"Same old Sylvia! You always did hit straight from the shoulder. What do you want me to do? There is more money in the family now than is good for us. What's the infernal use of my scrapping and scrambling for more? I'm a nincompoop at the business anyway."
"Then for goodness' sake find one you aren't a nincompoop at," retorted Sylvia.
"Easier said than done, young woman."
"Oh, I know," relented his mentor. "I haven't any right to preach till I find my own job."

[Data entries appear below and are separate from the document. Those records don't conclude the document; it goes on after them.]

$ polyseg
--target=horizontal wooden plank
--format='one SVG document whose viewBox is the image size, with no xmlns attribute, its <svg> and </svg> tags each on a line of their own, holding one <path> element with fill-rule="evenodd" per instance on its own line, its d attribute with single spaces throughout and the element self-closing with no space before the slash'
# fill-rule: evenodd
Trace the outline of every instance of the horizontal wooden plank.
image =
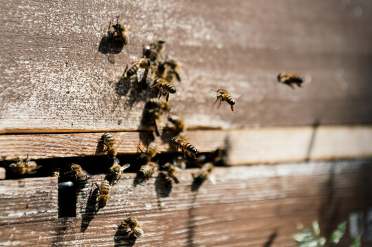
<svg viewBox="0 0 372 247">
<path fill-rule="evenodd" d="M 58 218 L 54 178 L 0 180 L 0 225 Z"/>
<path fill-rule="evenodd" d="M 78 193 L 76 217 L 0 225 L 0 245 L 262 246 L 274 235 L 273 246 L 295 246 L 293 235 L 313 220 L 327 235 L 371 206 L 371 167 L 355 161 L 217 167 L 216 183 L 207 180 L 197 191 L 190 187 L 195 170 L 186 169 L 168 193 L 158 177 L 134 186 L 134 174 L 126 174 L 107 207 L 89 215 L 96 176 Z M 144 237 L 118 229 L 126 213 L 138 217 Z M 348 233 L 342 243 L 349 244 Z"/>
<path fill-rule="evenodd" d="M 0 10 L 0 131 L 143 129 L 145 102 L 157 91 L 120 79 L 142 45 L 160 37 L 164 59 L 182 63 L 172 111 L 190 126 L 371 124 L 371 6 L 366 0 L 10 1 Z M 82 13 L 89 14 L 71 18 Z M 117 16 L 129 45 L 112 64 L 100 43 Z M 303 89 L 277 83 L 283 71 L 305 76 Z M 236 114 L 212 105 L 208 92 L 219 88 L 242 94 Z"/>
<path fill-rule="evenodd" d="M 104 155 L 98 140 L 103 132 L 0 135 L 0 153 L 7 160 Z M 120 154 L 144 150 L 153 138 L 151 132 L 113 132 Z M 166 139 L 155 138 L 160 152 L 174 152 Z M 262 128 L 234 130 L 193 130 L 185 134 L 199 152 L 226 150 L 228 165 L 280 163 L 305 160 L 372 156 L 372 127 Z"/>
</svg>

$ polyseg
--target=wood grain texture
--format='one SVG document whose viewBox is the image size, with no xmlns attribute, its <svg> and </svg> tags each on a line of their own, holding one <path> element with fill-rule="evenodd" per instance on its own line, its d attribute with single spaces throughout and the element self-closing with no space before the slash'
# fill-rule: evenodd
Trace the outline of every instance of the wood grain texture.
<svg viewBox="0 0 372 247">
<path fill-rule="evenodd" d="M 103 132 L 0 135 L 0 153 L 7 160 L 105 155 L 98 140 Z M 151 132 L 113 132 L 120 154 L 140 152 Z M 193 130 L 184 134 L 199 152 L 227 151 L 228 165 L 372 156 L 371 126 L 261 128 L 233 130 Z M 168 138 L 156 138 L 160 152 L 176 152 Z"/>
<path fill-rule="evenodd" d="M 154 92 L 119 82 L 142 45 L 160 37 L 164 56 L 182 63 L 170 102 L 190 126 L 372 122 L 367 0 L 1 4 L 2 132 L 143 129 Z M 113 64 L 98 49 L 117 16 L 130 39 Z M 304 88 L 278 84 L 283 71 L 305 76 Z M 242 94 L 236 114 L 212 105 L 208 93 L 219 88 Z"/>
<path fill-rule="evenodd" d="M 98 213 L 86 213 L 87 186 L 78 193 L 77 217 L 0 226 L 0 245 L 264 246 L 272 236 L 272 246 L 296 246 L 293 235 L 314 220 L 327 235 L 351 212 L 371 206 L 371 169 L 368 161 L 219 167 L 217 183 L 207 180 L 197 191 L 190 188 L 195 170 L 186 169 L 168 195 L 157 178 L 134 187 L 127 174 Z M 118 229 L 125 212 L 142 224 L 144 237 Z M 347 232 L 340 246 L 350 242 Z"/>
<path fill-rule="evenodd" d="M 56 220 L 56 180 L 0 180 L 0 225 Z"/>
</svg>

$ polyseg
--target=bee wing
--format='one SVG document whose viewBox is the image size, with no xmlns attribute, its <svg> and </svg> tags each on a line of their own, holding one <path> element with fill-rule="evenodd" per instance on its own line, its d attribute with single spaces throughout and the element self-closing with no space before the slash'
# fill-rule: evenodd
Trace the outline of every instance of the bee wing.
<svg viewBox="0 0 372 247">
<path fill-rule="evenodd" d="M 145 70 L 146 69 L 144 68 L 140 68 L 137 71 L 137 82 L 140 82 L 140 81 L 142 80 Z"/>
<path fill-rule="evenodd" d="M 128 164 L 128 163 L 124 164 L 123 165 L 122 165 L 120 170 L 122 172 L 124 169 L 129 168 L 130 166 L 131 166 L 131 164 Z"/>
</svg>

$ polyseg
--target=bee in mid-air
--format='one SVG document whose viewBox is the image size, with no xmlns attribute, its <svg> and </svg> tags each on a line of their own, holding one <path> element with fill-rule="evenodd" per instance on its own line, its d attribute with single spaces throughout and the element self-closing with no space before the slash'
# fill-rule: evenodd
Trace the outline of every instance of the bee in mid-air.
<svg viewBox="0 0 372 247">
<path fill-rule="evenodd" d="M 35 161 L 30 161 L 28 154 L 24 161 L 18 158 L 18 161 L 17 163 L 9 165 L 9 167 L 13 172 L 19 175 L 34 174 L 36 172 L 36 169 L 41 167 L 41 165 L 37 165 Z"/>
<path fill-rule="evenodd" d="M 130 215 L 124 220 L 124 222 L 120 224 L 119 227 L 125 228 L 128 235 L 134 235 L 135 237 L 142 237 L 144 235 L 142 226 L 133 215 Z"/>
<path fill-rule="evenodd" d="M 107 202 L 109 201 L 109 195 L 110 194 L 110 183 L 106 179 L 102 180 L 100 184 L 100 186 L 98 186 L 97 183 L 96 183 L 96 186 L 99 189 L 100 196 L 98 197 L 98 207 L 102 208 L 106 206 Z"/>
<path fill-rule="evenodd" d="M 111 27 L 111 22 L 109 29 Z M 119 17 L 116 19 L 116 24 L 113 25 L 112 27 L 115 31 L 109 32 L 109 34 L 113 37 L 115 39 L 120 40 L 124 45 L 128 45 L 128 34 L 127 33 L 127 27 L 124 24 L 119 22 Z"/>
<path fill-rule="evenodd" d="M 217 92 L 217 98 L 216 99 L 216 101 L 215 102 L 215 104 L 217 102 L 217 101 L 219 101 L 219 104 L 217 106 L 217 108 L 219 108 L 221 106 L 221 104 L 223 101 L 226 101 L 228 102 L 229 105 L 231 106 L 231 110 L 234 113 L 234 105 L 235 104 L 235 99 L 231 96 L 231 95 L 225 89 L 219 89 L 217 91 L 210 89 L 212 91 L 214 91 Z"/>
<path fill-rule="evenodd" d="M 75 176 L 75 180 L 76 181 L 78 187 L 80 189 L 83 188 L 87 183 L 88 177 L 85 171 L 81 168 L 80 165 L 74 163 L 70 165 L 69 169 L 70 171 L 69 172 L 72 173 Z"/>
<path fill-rule="evenodd" d="M 156 163 L 150 161 L 146 165 L 143 165 L 138 172 L 138 174 L 144 178 L 149 178 L 157 170 Z"/>
<path fill-rule="evenodd" d="M 194 181 L 199 183 L 202 183 L 208 178 L 214 168 L 215 166 L 212 163 L 205 163 L 201 168 L 200 172 L 197 175 L 193 174 Z"/>
<path fill-rule="evenodd" d="M 156 154 L 157 154 L 157 149 L 156 148 L 156 143 L 155 141 L 151 141 L 150 144 L 149 144 L 146 152 L 143 152 L 140 148 L 140 150 L 142 152 L 142 154 L 140 156 L 140 159 L 144 163 L 149 163 L 151 158 L 155 157 Z"/>
<path fill-rule="evenodd" d="M 179 137 L 173 137 L 171 140 L 172 141 L 172 143 L 177 146 L 177 150 L 179 148 L 181 148 L 182 150 L 184 158 L 186 158 L 186 151 L 188 151 L 193 158 L 194 158 L 195 159 L 197 158 L 195 154 L 197 154 L 197 150 L 189 142 Z"/>
<path fill-rule="evenodd" d="M 109 158 L 115 159 L 118 155 L 118 145 L 112 134 L 109 132 L 103 134 L 100 141 L 103 142 L 103 144 L 107 147 L 107 151 Z"/>
<path fill-rule="evenodd" d="M 165 80 L 168 82 L 173 82 L 175 76 L 177 80 L 181 82 L 181 77 L 177 71 L 179 68 L 179 64 L 173 59 L 168 60 L 165 63 L 169 66 L 169 70 L 166 72 Z"/>
<path fill-rule="evenodd" d="M 179 174 L 179 168 L 169 162 L 166 163 L 164 167 L 166 169 L 166 175 L 172 178 L 175 183 L 179 183 L 179 179 L 178 178 L 178 174 Z"/>
<path fill-rule="evenodd" d="M 175 130 L 178 133 L 186 131 L 186 126 L 185 124 L 184 119 L 182 117 L 177 115 L 172 115 L 168 118 L 168 120 L 169 120 L 172 124 L 175 125 Z"/>
<path fill-rule="evenodd" d="M 119 163 L 119 160 L 115 158 L 113 164 L 109 169 L 109 177 L 111 177 L 111 184 L 116 184 L 122 176 L 122 171 L 129 168 L 131 166 L 129 164 L 124 164 L 121 166 Z"/>
<path fill-rule="evenodd" d="M 293 84 L 297 84 L 301 87 L 301 84 L 305 82 L 305 79 L 292 73 L 282 72 L 278 75 L 278 82 L 284 83 L 294 89 Z"/>
<path fill-rule="evenodd" d="M 160 90 L 160 93 L 159 94 L 159 98 L 162 96 L 162 94 L 166 95 L 166 101 L 169 99 L 169 93 L 175 93 L 175 87 L 172 83 L 168 82 L 163 78 L 156 78 L 154 80 L 154 83 L 151 88 L 157 87 Z"/>
</svg>

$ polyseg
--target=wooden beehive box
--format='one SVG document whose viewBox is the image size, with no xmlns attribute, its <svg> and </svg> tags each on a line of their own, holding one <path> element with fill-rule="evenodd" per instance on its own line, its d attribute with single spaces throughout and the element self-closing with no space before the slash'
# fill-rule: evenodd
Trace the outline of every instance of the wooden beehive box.
<svg viewBox="0 0 372 247">
<path fill-rule="evenodd" d="M 43 170 L 79 161 L 96 172 L 82 191 L 61 194 L 55 178 L 6 178 L 0 167 L 0 246 L 295 246 L 294 234 L 313 220 L 327 236 L 349 219 L 341 244 L 361 233 L 371 244 L 369 1 L 0 6 L 1 167 L 28 154 Z M 109 54 L 105 36 L 118 16 L 129 44 Z M 143 120 L 153 89 L 120 78 L 143 45 L 160 38 L 162 59 L 182 64 L 171 112 L 186 119 L 186 137 L 200 152 L 224 149 L 227 165 L 199 189 L 192 187 L 197 168 L 171 185 L 157 175 L 137 184 L 125 173 L 107 207 L 94 212 L 94 182 L 107 162 L 97 140 L 112 132 L 125 163 L 153 136 Z M 281 71 L 303 75 L 303 88 L 276 82 Z M 221 88 L 241 95 L 234 114 L 212 104 L 210 89 Z M 160 158 L 176 152 L 166 135 L 155 138 Z M 138 217 L 144 237 L 118 228 L 126 213 Z"/>
</svg>

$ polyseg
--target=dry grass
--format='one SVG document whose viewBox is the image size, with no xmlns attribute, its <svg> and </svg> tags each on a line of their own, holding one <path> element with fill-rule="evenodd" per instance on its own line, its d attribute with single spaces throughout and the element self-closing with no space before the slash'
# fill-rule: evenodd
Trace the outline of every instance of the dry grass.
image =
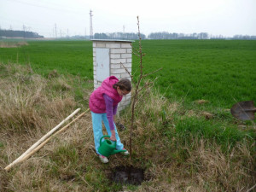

"You! Girls don't need a job. Their job is to look pretty and get married."
Sylvia frowned at that.
"Heretic! That's not twentieth-century lingo. You are positively mediæval. I shall set Barb on you."
Jack smiled.
"Barb knows it's true just as well as I do for all her theories. She would marry the right man in a minute if he turned up and forget the suffrage stuff. She's by all odds the most domestic of the three of you."
Sylvia looked thoughtful. She remembered Barb's opinion about the "loveliness" of having babies and wondered. For all his inconsequence Jack had a somewhat startling habit at times of getting beneath the surface of things. She suspected he had hit upon a truth now but would not give him the satisfaction of acknowledging the fact. Therefore she said nothing, and her silence gave her companion the opening he had been waiting for. He had not brought Sylvia out in the moonlight to talk "twentieth-century lingo."